The Senate voted today to ban insider trading by members of Congress, their staffs and some federal workers. The bill, which already cleared the House, will now go to President Barack Obama, who probably will sign it.
There are at least two questions about the bill. The first is whether it's even necessary. The second is whether it goes far enough.
Last year, Securities and Exchange Enforcement Director Robert Khuzami testified that Congress and government employees already are subject to insider trading laws. But the bill's backers argued that existing law might not apply to certain activities of members of Congress. Last November "60 Minutes" based a long report on a book, "Throw Them All Out," which claimed to document possible insider trading in Congress. Many of the examples it cited might not have violated current insider trading laws, and certainly they would have been difficult cases to prosecute.
So much for the notion that the law is unnecessary; as we've argued, it is. In fact it could have been stronger.
The version of the bill that passed the Senate is missing a couple of provisions that would have given it a bit more heft. The most important would require more disclosure by so-called political intelligence consultants, hired guns who dig for closely held information to be used to trade stocks. Many work for hedge funds and securities firms, who just happen to be some of the biggest congressional campaign contributors.

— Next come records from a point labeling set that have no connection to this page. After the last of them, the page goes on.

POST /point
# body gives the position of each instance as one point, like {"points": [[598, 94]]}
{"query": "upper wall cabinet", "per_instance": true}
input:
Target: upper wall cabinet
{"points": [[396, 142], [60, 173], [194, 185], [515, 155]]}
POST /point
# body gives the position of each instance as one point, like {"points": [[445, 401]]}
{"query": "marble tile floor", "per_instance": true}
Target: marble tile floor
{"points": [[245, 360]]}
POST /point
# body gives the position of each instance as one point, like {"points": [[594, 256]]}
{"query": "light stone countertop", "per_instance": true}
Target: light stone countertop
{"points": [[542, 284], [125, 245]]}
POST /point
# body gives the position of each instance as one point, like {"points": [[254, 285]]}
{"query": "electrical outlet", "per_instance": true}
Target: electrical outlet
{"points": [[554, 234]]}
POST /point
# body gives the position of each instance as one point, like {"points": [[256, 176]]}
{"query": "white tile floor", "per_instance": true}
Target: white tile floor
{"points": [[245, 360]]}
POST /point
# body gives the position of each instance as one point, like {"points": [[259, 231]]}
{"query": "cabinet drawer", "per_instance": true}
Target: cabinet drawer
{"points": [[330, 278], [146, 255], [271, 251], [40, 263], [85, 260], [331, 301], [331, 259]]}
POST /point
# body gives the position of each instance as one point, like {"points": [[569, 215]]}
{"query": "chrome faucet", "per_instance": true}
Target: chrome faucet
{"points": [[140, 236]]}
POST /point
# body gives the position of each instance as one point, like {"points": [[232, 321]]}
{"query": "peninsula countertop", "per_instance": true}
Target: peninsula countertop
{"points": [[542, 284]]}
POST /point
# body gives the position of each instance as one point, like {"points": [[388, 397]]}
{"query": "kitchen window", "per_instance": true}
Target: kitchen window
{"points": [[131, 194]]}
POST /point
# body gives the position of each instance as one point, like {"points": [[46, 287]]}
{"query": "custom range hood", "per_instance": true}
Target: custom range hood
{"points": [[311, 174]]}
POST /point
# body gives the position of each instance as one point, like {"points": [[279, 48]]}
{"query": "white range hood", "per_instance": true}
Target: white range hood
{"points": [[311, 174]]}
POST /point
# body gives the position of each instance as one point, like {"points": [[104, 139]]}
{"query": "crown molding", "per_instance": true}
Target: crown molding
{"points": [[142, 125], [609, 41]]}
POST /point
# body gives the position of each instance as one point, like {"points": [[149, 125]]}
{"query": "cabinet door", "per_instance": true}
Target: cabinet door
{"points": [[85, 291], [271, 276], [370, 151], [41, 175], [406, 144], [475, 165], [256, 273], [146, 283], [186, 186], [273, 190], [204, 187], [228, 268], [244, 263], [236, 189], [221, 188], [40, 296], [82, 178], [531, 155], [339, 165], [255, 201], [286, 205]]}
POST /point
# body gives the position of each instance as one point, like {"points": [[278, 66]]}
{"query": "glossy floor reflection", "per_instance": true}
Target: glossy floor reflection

Another provision would have given investigators new tools and greater scope to go after embezzlement of public funds, bribery and other types of corruption.
The vote on the Stop Trading on Congressional Knowledge (STOCK) Act, by the way, wasn't even close: 96-3. What's surprising is that three members voted against it. Clear evidence of insider trading by members of Congress is sketchy at best. What's the harm in voting for a law that's unlikely to affect your fellow senators while at the same time shows voters you oppose corruption in Washington?
(James Greiff is a member of Bloomberg View's editorial board.)